Selon Bernard Dorival ( Philippe de Champaigne, 1602-1674,, t. 2, 1976, n° 49 ), cette grande toile non signée est une oeuvre d'atelier reprenant explicitement une Présentation au temple réalisée environ 25 ans plus tôt. Le peintre a cependant accentué les éclairages et donné aux vêtements des couleurs inhabituelles et dramatiques, ce qui donne une forte présence aux personnages centraux.

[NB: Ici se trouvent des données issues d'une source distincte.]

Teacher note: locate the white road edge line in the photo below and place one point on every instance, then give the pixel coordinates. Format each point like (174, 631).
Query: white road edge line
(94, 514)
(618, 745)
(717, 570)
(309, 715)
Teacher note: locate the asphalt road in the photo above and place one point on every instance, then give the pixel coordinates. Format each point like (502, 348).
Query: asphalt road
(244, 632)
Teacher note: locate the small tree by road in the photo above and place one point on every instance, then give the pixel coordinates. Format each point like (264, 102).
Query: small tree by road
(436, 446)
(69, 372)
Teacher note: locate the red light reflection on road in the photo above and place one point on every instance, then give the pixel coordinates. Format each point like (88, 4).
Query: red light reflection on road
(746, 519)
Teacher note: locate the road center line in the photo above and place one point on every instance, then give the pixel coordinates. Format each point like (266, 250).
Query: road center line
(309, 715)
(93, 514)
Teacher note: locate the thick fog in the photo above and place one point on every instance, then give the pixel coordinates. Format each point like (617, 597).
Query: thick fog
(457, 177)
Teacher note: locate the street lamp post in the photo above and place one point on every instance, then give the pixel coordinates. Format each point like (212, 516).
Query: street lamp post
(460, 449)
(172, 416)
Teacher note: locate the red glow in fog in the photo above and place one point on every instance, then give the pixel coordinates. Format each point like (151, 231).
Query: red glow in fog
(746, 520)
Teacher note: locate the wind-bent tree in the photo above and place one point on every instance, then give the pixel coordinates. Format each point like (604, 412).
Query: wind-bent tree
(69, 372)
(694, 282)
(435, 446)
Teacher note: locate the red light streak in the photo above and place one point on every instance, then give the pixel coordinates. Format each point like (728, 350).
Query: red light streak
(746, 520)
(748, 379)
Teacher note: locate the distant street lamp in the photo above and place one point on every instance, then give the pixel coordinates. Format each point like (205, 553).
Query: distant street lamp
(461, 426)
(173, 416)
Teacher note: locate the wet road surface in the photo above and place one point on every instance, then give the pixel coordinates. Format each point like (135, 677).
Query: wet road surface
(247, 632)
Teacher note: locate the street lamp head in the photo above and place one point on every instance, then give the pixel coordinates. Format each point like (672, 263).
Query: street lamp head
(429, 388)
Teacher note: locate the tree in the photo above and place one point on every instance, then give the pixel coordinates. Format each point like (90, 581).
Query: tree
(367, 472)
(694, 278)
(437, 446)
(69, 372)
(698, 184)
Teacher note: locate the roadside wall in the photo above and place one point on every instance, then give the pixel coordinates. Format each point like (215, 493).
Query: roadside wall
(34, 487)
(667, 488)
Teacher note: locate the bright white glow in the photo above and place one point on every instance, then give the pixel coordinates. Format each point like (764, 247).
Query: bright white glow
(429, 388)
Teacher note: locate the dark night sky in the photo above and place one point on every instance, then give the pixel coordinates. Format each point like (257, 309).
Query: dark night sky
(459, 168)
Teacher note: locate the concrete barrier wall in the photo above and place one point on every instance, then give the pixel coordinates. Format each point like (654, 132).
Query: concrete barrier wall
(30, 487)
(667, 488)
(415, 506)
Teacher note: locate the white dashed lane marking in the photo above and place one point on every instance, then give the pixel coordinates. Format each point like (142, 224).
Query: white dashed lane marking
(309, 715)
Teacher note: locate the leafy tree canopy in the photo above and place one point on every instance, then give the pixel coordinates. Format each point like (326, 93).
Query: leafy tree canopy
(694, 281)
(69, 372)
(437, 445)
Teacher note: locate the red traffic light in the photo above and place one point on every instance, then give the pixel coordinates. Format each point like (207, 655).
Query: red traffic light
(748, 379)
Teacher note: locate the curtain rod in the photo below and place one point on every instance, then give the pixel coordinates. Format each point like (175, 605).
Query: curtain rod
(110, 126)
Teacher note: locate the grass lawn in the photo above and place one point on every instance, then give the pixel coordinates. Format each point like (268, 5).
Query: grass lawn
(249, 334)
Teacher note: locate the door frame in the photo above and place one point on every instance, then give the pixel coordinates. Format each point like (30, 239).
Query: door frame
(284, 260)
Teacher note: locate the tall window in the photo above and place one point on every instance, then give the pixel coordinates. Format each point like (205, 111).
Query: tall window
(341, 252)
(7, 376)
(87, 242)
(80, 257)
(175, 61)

 Le tableau devient aussitôt célèbre. D'après un récit un peu mélodramatique, un Saumurois, le sabre à la main, le protège contre les ravages des déchristianisateurs de 1793. En 1827, le Conseil municipal vote un budget de 600 francs pour sa restauration ; il l'envoie vers Paris, mais s'inquiète de ne pas le voir revenir... Par crainte de l'humidité, le tableau est transféré pendant un siècle dans la chapelle de l'hôpital.

 

 

 

 

 

8) L'ex-voto de Saint-Aignan sur Cher

Ex voto de Saint-Aignan ( chapelle de Servien )

 

 

 En 1631, la ville de Saint-Aignan offre ce curieux ex-voto pour remercier la Vierge des Ardilliers d'avoir sauvé la cité de la peste. Sur la partie inférieure ci-contre, la ville est représentée d'une manière naïve et maladroite, encadrée par ses protecteurs, Saint Aignan et Saint Prisque.

 

 

 

9) Parmi les inscriptions gravées

- Plaque tombale de Philippe de Maliverné, sénéchal de Saumur et bienfaiteur des Ardilliers, dédiée par son épouse, Marguerite de Blacvod.

- A l'entrée de la chapelle de Richelieu, deux plaques dédiées par Monseigneur Freppel, l'une en 1870, l'autre en 1873, renouvelant la consécration de Saumur à la Vierge des Ardilliers en 1454 et en 1615 et la remerciant d'avoir protégé la ville de l'invasion prussienne.